Friday, February 8, 2013

Life long Friends

In our room you could see how strong our friendships have grown since September. The children really enjoy getting together to do crafts, play and participating in the classroom experiences. Through the month our theme's will all support our understanding of Valentines Day, including our relationships with our friends and our family. This week I tried to really plan around the friendships between the children, but you can see some Valentines Day inspiration.

The first fun featured experience was the sensory bin.
I enjoyed a wander through the dollar store to grab various hearts that offered various textures. There were felt hearts, foam hearts, third dimensional hearts, squishy hearts, as well as beads, and more! I also found containers to put in for the children to open, and fill. They used large cooking tongs, learn chopsticks, bamboo tweezers, clothes pins and strawberry hullers.

My objective for this bin was to support cognitive and fine motor development.
In my experience with Occupational Therapist, when trying to strengthen children's dexterity for holding pencils we have used tweezers! The smaller the tweezers the better, as we are trying to avoid a whole hand hold on the pencil, and work towards a tripod grasp. Children can also practice their tripod hold by simply picking up small objects, such as beads.

My favorite tweezers are the small silver Strawberry Hullers, as they are hard to close (needing to work on strength) and are hard to hold in a fist.
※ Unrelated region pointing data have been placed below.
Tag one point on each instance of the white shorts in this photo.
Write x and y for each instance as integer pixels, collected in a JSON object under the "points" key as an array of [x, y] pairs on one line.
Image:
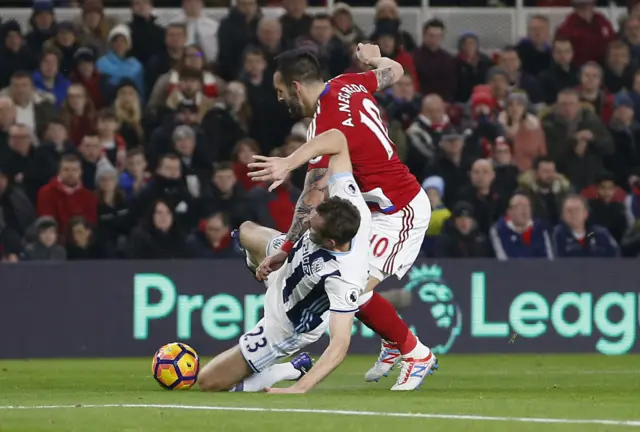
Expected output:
{"points": [[273, 337], [275, 243], [396, 238]]}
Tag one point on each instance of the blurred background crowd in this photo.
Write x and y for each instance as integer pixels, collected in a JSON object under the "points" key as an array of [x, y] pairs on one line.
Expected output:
{"points": [[131, 139]]}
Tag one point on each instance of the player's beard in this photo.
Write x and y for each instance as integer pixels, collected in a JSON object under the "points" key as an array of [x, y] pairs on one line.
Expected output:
{"points": [[296, 110]]}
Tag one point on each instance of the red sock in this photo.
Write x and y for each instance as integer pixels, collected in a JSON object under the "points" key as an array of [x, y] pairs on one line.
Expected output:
{"points": [[381, 317]]}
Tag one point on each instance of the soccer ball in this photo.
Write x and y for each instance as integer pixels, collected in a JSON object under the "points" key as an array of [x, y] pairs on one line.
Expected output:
{"points": [[175, 366]]}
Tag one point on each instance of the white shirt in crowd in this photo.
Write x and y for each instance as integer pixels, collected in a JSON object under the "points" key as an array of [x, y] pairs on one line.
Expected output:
{"points": [[202, 31], [26, 115]]}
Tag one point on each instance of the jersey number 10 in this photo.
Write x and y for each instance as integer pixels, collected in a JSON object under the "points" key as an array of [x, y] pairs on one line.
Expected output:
{"points": [[371, 119]]}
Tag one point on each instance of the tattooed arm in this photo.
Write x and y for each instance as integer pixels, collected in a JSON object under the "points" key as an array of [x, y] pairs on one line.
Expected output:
{"points": [[315, 187], [387, 71]]}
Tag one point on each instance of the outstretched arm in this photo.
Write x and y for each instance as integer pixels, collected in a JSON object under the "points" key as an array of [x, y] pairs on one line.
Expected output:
{"points": [[388, 71], [340, 330], [331, 142], [273, 169], [313, 193]]}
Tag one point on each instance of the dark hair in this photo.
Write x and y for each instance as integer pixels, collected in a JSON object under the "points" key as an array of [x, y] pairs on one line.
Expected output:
{"points": [[341, 220], [562, 40], [509, 48], [51, 50], [107, 114], [69, 157], [542, 159], [178, 25], [152, 211], [433, 23], [77, 220], [168, 156], [604, 176], [250, 142], [22, 74], [187, 73], [55, 121], [570, 91], [222, 166], [299, 65], [253, 50], [135, 152], [322, 16]]}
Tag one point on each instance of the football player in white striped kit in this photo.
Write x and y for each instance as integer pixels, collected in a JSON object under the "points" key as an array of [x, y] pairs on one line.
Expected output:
{"points": [[316, 289]]}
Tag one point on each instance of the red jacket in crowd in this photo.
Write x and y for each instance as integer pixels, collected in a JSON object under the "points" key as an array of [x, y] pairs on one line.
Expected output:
{"points": [[603, 106], [589, 39], [63, 203], [406, 60]]}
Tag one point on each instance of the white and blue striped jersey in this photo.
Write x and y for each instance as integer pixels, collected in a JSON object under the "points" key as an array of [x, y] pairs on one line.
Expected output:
{"points": [[315, 281]]}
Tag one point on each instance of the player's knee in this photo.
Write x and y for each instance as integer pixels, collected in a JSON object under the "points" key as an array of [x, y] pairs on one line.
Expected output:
{"points": [[212, 382], [246, 227]]}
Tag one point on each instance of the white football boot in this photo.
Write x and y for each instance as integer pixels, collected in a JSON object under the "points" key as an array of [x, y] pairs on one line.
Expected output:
{"points": [[414, 371], [388, 358]]}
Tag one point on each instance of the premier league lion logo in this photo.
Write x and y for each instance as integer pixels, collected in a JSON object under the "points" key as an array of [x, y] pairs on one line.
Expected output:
{"points": [[427, 285]]}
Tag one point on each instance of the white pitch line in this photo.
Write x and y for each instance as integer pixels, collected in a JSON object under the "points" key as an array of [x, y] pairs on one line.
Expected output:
{"points": [[631, 423]]}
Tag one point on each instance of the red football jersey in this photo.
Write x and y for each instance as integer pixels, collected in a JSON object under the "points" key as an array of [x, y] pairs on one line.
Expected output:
{"points": [[347, 104]]}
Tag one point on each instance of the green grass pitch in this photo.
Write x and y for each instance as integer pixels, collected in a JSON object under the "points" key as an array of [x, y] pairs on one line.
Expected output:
{"points": [[526, 392]]}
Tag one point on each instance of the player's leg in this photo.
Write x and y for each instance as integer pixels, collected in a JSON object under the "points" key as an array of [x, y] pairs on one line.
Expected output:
{"points": [[249, 366], [396, 241], [256, 241], [224, 371], [289, 371]]}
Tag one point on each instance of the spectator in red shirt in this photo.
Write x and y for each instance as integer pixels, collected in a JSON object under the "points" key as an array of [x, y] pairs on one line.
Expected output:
{"points": [[242, 155], [213, 239], [65, 197], [593, 93], [436, 67], [589, 32], [78, 114], [388, 39]]}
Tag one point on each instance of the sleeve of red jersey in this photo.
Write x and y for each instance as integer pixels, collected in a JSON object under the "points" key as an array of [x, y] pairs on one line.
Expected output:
{"points": [[368, 80], [319, 162]]}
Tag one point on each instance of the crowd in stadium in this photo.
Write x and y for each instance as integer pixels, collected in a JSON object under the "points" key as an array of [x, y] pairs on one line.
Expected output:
{"points": [[130, 140]]}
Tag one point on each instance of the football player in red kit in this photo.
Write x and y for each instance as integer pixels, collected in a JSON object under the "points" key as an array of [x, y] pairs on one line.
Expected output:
{"points": [[344, 113]]}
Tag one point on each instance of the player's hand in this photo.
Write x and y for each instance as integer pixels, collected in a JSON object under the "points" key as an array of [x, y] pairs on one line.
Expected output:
{"points": [[287, 390], [267, 169], [365, 52], [270, 264]]}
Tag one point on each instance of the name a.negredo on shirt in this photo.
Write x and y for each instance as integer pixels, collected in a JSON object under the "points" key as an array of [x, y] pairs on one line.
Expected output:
{"points": [[344, 97]]}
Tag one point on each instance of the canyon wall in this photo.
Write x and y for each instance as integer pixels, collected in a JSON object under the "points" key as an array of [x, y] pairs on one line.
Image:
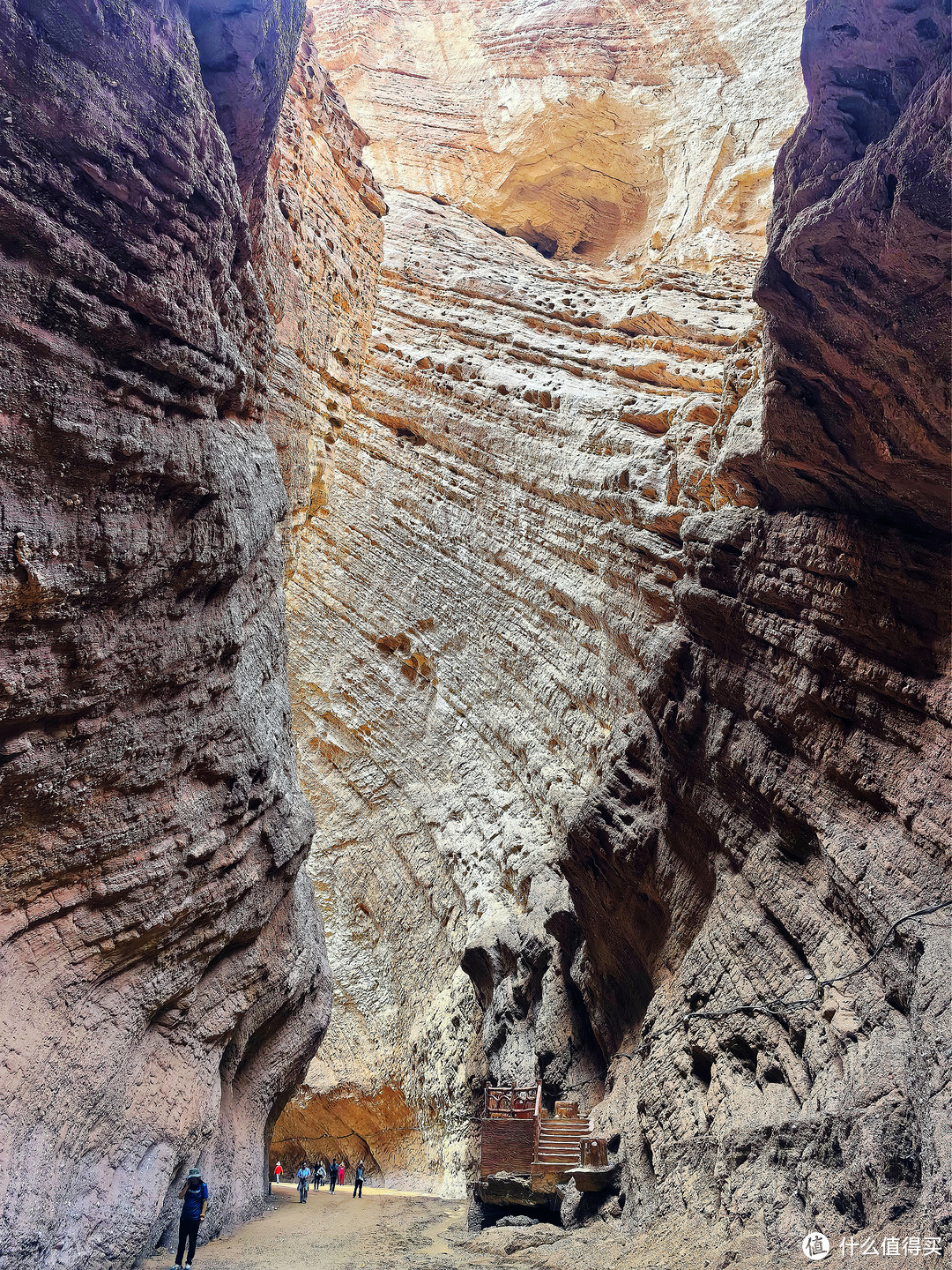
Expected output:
{"points": [[591, 129], [622, 686], [496, 534], [782, 798], [164, 978]]}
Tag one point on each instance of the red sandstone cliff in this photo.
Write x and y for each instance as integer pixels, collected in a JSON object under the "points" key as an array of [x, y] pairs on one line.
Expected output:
{"points": [[164, 981]]}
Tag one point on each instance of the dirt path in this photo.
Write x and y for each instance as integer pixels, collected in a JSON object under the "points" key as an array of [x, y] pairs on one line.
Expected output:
{"points": [[383, 1231], [401, 1231]]}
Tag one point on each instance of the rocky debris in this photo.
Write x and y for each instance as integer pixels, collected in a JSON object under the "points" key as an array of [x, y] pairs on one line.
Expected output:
{"points": [[589, 130], [164, 981], [785, 796]]}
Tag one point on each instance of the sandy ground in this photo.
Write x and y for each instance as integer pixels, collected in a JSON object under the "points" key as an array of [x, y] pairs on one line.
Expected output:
{"points": [[401, 1231], [383, 1231]]}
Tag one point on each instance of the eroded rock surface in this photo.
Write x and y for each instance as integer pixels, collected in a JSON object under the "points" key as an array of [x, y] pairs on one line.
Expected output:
{"points": [[498, 537], [164, 981], [598, 602], [785, 796], [588, 129]]}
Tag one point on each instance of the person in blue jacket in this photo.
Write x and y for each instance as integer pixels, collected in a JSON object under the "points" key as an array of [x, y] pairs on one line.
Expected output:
{"points": [[195, 1192]]}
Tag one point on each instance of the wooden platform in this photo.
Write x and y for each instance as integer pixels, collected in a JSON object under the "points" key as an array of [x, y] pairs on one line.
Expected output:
{"points": [[521, 1139]]}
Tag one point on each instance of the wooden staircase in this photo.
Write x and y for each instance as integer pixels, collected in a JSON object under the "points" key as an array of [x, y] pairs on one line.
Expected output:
{"points": [[519, 1139], [559, 1139]]}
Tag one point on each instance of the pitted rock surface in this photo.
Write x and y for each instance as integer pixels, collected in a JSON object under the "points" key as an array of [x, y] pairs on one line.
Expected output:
{"points": [[498, 536], [164, 979], [589, 129], [785, 796]]}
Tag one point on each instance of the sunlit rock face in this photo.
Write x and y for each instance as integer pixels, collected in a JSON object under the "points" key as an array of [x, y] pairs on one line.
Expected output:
{"points": [[591, 129], [498, 537], [164, 979], [785, 796]]}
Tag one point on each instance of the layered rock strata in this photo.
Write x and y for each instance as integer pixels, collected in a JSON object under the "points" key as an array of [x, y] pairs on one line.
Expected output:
{"points": [[784, 799], [589, 129], [164, 979], [498, 539], [628, 695]]}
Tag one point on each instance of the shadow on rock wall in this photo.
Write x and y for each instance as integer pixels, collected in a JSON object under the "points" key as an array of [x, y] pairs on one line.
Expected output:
{"points": [[164, 981], [784, 796]]}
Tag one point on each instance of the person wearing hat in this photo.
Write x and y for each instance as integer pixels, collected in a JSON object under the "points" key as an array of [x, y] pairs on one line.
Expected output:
{"points": [[196, 1197]]}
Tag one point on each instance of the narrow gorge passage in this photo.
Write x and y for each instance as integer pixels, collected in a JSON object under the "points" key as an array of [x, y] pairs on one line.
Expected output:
{"points": [[475, 630]]}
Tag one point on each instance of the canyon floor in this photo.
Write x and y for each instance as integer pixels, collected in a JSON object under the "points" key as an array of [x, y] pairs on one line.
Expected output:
{"points": [[391, 1229]]}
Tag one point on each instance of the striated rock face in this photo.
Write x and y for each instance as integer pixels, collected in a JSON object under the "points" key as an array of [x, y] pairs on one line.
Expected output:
{"points": [[164, 981], [498, 537], [322, 242], [785, 796], [587, 127], [625, 661]]}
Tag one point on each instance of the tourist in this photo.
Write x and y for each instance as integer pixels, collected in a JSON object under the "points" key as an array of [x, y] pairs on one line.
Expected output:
{"points": [[196, 1197]]}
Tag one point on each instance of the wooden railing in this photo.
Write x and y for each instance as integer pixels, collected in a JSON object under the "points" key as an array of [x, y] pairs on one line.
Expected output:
{"points": [[513, 1102], [537, 1117], [510, 1129]]}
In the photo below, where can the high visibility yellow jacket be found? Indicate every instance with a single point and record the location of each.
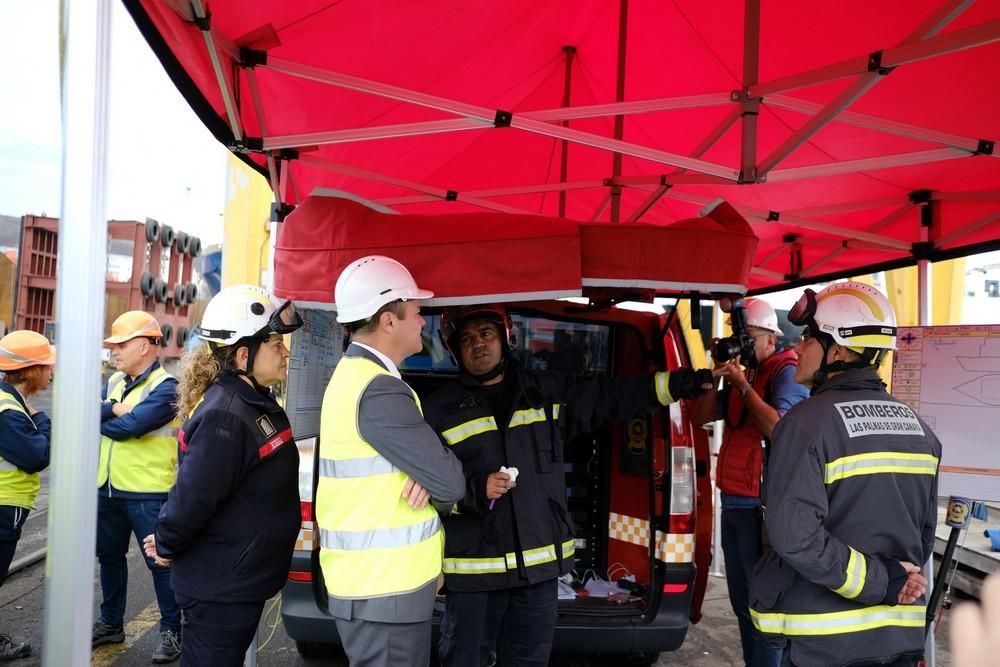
(18, 487)
(372, 543)
(143, 464)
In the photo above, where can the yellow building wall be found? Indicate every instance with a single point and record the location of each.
(246, 225)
The children's favorite are the bamboo ones.

Our Monday/Tuesday craft was sun catchers or stain glass hearts.
The children were offered heart templates with a transparent heart cut outs, to decorate and place between the foam hearts.

Our second craft of the week was a "Friendship Chain". Sadly, I didn't get an end result photo - but I will make sure to post one next week or add it to this one Monday.
I pre cut 6 inch pieces of paper, and drew a long dark black line down the middle. The children were encouraged to cut down the middle "on the black line". I really tried to identify that we were making "one paper, into two".
Some children commented that it was "hard" but never stopped until they were done. I had to support some hand over hand skills for a few children, reminding the children to have "thumbs up." Occasionally, I will put stamps on the children's thumbs if they're having a tough time with this concept, and remind them they need to see the stamp while they're cutting. After they cut through the black line, the children were asked to pick on strip of paper, and wrote their names on it before decorating it with pompoms, stickers and hearts.

Once dry, I connected all of the children's paper to their peers to make a paper chain. I connected the M/W class to the T/Th class with my paper to create a unity between the two classes.

I transformed the house center into a writing center, and explained to the children about Valentines Day cards and letters.
In our writing center, I took a package of Valentines and wrote all of the children's names in orange. I laminated them all together and put out dry erase markers and an eraser. The children enjoyed finding their own names, and writing their peers names over and over.

I also offered a "free writing" space, and posted words that were common to write for Valentines or in letters. When I saw the children sit at the center I would come and read each word to them, so they knew what the letters and words represented.

We also brought out "Love Bug" which is the trash can I dress up thematically to let the children free cut, and feed him. I try to offer items which provicate the children to either master cutting across or challenge smaller shapes, in this challenge - hearts.

The children really were engaged in their play on Thursday, it was like music to my ears. I looked over from craft and it was just huddles of friends engaged in various play experiences.

Sometimes it is hard to get outside from November to January in Edmonton. Thankfully, the weather is starting to warm up so we will be going out as much as possible.
I felt bad telling her they were on backwards, and tried to help identify how to know which way they go.

Going outside at this age is more than what meets the eyes. It is an opportunity to develop self help skills, independence, gross motor (not to mention its adorable to see them dance around getting their stuff on), and fine motor (those buttons and zippers take a while to master sometimes).

We got to spend time at the park and play on a man made hill this week!